Tawana Brawley came along later in 1987, after the Wolfe book had become a big hit, soon to be made into a movie starring Tom Hanks and Bruce Willis, and that was that. It all became self-fulfilling: Sharpton is a huckster.
One of the most telling revelations of the civil rights work I did in the 1980s and 1990s was how uncomfortable New Yorkers were with the social unrest. For the first time, we brought a Southern kind of civil disobedience movement to New York over a long period of time. This was Malcolm X’s town; King and Jesse never brought any campaigns to New York. When we marched in Howard Beach, in Bensonhurst, did the “Days of Outrage” to protest police brutality, this was something the city hadn’t ever seen: a sustained movement, jumping on issue after issue, rallying every week, leading nonviolent marches, disrupting the city, shutting down bridges, willingly going to jail. It was new, so the reaction of the media and the public was expected: This makes us uncomfortable, so we must demonize it. Even black people were made uncomfortable by all the fuss, because they had never seen it before.
But one of the reasons I was able to keep doing it, despite all the attacks, was that I believed in it, saw it as essential to making the city—my city—more just and fair. I didn’t come to New York; I was New York. I grew up in Queens and Brooklyn. I knew how to talk to the guys in the street, ’cause I had been talking to them and preaching to them since I was a little boy. Everything I had been doing for the previous twenty years had prepared me to be a civil rights leader in my city. Even though my mother and my siblings and potential mates thought I was crazy, I was doing exactly what I had pictured myself doing. They would say, “Al, how in the hell you gonna build a career doing that?” But I never thought about it that way. Growing up as a boy preacher, I never knew normal. So I never pictured a nine-to-five gig in my future.

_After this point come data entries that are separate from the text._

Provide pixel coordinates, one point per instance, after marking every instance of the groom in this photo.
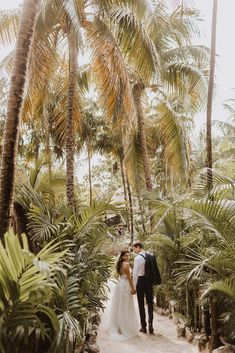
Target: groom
(144, 288)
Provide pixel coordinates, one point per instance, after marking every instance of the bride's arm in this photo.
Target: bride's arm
(126, 269)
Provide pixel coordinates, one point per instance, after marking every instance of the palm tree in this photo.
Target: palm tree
(15, 98)
(137, 92)
(210, 94)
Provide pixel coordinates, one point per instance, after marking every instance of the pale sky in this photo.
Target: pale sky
(225, 75)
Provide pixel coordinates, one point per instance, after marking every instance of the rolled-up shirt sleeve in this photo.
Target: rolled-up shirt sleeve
(135, 273)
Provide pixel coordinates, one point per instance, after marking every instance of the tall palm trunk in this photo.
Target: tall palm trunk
(70, 124)
(210, 96)
(125, 192)
(14, 105)
(137, 91)
(89, 171)
(131, 206)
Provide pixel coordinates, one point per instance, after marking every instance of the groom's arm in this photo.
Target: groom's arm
(135, 273)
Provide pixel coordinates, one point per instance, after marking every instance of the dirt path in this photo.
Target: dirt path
(164, 340)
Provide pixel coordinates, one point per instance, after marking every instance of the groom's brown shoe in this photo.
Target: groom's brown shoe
(143, 330)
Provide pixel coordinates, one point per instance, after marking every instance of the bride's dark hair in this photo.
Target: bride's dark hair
(120, 260)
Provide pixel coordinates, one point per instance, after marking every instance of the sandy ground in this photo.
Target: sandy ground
(163, 341)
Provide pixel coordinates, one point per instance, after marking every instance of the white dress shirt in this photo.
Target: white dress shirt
(139, 267)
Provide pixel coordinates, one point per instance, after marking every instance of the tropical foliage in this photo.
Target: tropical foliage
(121, 81)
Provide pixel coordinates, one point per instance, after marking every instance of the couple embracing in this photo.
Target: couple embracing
(123, 322)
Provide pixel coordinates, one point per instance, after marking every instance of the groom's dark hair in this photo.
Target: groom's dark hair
(138, 243)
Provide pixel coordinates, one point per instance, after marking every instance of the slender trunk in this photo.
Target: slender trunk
(47, 144)
(131, 207)
(215, 341)
(70, 125)
(142, 211)
(125, 192)
(15, 99)
(210, 96)
(89, 171)
(137, 90)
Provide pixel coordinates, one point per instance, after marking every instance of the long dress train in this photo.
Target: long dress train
(123, 322)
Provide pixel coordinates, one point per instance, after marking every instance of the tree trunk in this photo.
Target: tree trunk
(131, 207)
(210, 96)
(137, 90)
(14, 105)
(125, 192)
(89, 172)
(215, 341)
(70, 125)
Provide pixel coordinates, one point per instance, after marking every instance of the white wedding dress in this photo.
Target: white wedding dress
(122, 323)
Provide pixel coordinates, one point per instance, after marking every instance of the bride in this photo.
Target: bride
(123, 323)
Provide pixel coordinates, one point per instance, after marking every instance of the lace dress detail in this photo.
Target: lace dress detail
(123, 322)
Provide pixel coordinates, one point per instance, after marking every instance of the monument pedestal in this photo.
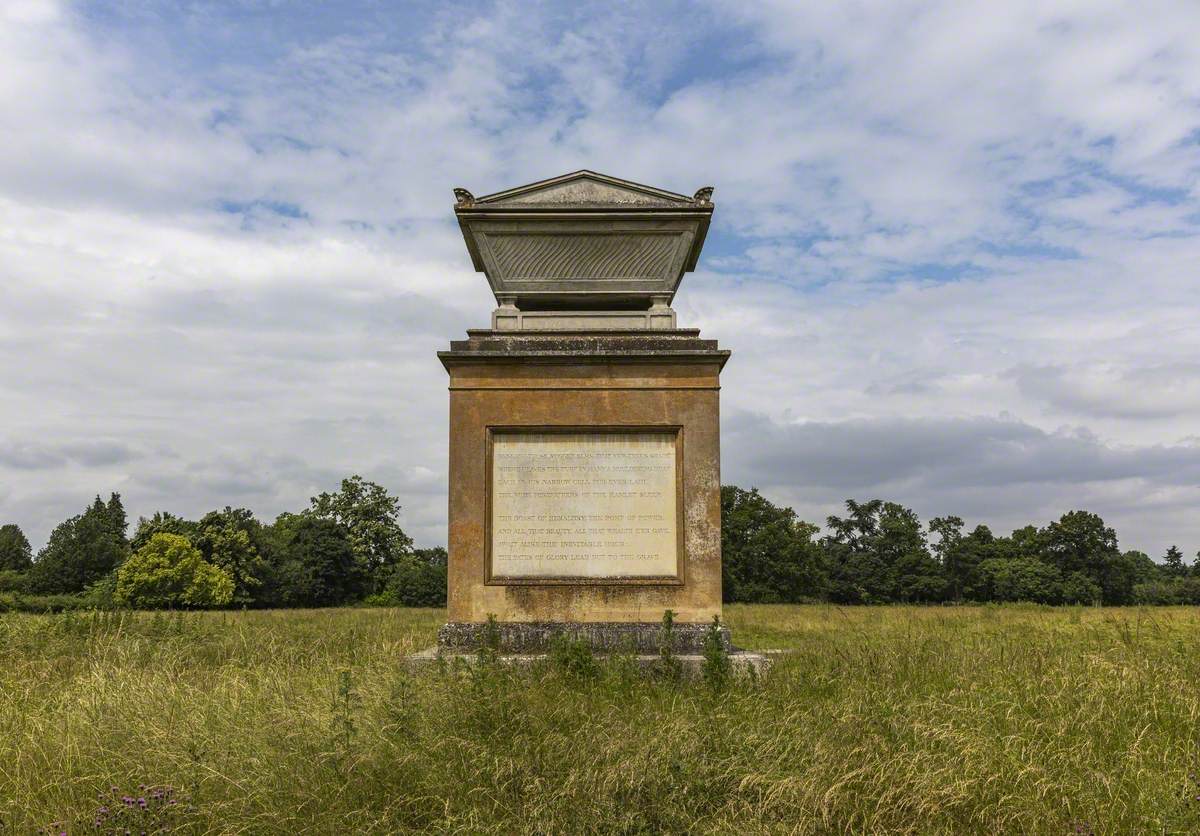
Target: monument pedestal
(585, 487)
(585, 438)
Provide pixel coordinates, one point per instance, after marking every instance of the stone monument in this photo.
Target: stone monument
(585, 439)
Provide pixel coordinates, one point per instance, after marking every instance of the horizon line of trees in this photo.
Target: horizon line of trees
(348, 547)
(881, 553)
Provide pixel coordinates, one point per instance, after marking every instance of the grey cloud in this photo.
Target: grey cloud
(1123, 392)
(864, 455)
(88, 453)
(24, 456)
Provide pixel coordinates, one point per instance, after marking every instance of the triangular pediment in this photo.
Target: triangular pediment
(585, 188)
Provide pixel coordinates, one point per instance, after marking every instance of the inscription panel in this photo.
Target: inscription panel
(583, 505)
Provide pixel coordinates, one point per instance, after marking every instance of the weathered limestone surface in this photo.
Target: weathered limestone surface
(585, 426)
(585, 383)
(535, 637)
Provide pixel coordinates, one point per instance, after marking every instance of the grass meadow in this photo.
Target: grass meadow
(1019, 720)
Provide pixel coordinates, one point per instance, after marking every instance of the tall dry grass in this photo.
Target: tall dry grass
(887, 720)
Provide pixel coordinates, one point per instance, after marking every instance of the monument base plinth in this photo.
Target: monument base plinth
(743, 662)
(538, 637)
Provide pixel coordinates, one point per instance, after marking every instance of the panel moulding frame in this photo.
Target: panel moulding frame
(677, 579)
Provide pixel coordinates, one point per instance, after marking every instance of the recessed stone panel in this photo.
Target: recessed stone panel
(595, 504)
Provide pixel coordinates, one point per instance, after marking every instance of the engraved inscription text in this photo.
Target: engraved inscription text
(594, 505)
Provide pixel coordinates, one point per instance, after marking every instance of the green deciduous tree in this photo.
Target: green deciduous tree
(233, 540)
(1173, 563)
(418, 579)
(879, 554)
(15, 551)
(1081, 542)
(371, 516)
(169, 572)
(768, 554)
(1021, 579)
(162, 522)
(315, 563)
(82, 549)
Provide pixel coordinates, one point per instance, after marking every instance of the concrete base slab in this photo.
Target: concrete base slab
(743, 661)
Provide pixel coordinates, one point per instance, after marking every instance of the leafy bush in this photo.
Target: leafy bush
(169, 572)
(13, 582)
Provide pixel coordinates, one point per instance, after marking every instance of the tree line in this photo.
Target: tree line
(348, 547)
(881, 553)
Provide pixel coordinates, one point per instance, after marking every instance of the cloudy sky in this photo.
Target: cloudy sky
(955, 247)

In the early ’90s, I would have regular meetings at Sylvia’s Restaurant in Harlem with t
wo close friends of mine, David Paterson and Greg Meeks. All of us were in our thirties at the time, born within a year of one another, and we were all thinking about where we wanted our careers to take us next. On one particular day, we conducted a little poll on where we saw ourselves headed. It was a pivotal moment for us, because it showed how we were activating the long-term vision that would propel us. We went around the table. David went first. His father, Basil Paterson, is still one of the deans of New York politics, particularly in Harlem, and has served the city in many capacities—state senator, deputy mayor, New York secretary of state, and currently a prominent labor lawyer at the age of eighty-seven. In 1985, David was elected to the state senate, taking the seat once held by his father.
“I think I’m going to be the next David Dinkins, the next black mayor,” David said.
Meeks went next. A Harlem kid raised in a housing project, Meeks had already succeeded spectacularly, first as an assistant district attorney and then as a politician; he had just been elected to the state assembly.
“I want to be the next congressman from Queens,” he said.
They got around to me. I had already been through the wrenching ordeals of Howard Beach, Bensonhurst, and quite a few other high-profile instances of racial injustice in the city. I had just started my National Action Network to bring some structure to my activism and had recently run for the U.S. Senate in New York. But up to that point, my work had mostly been contained in the city.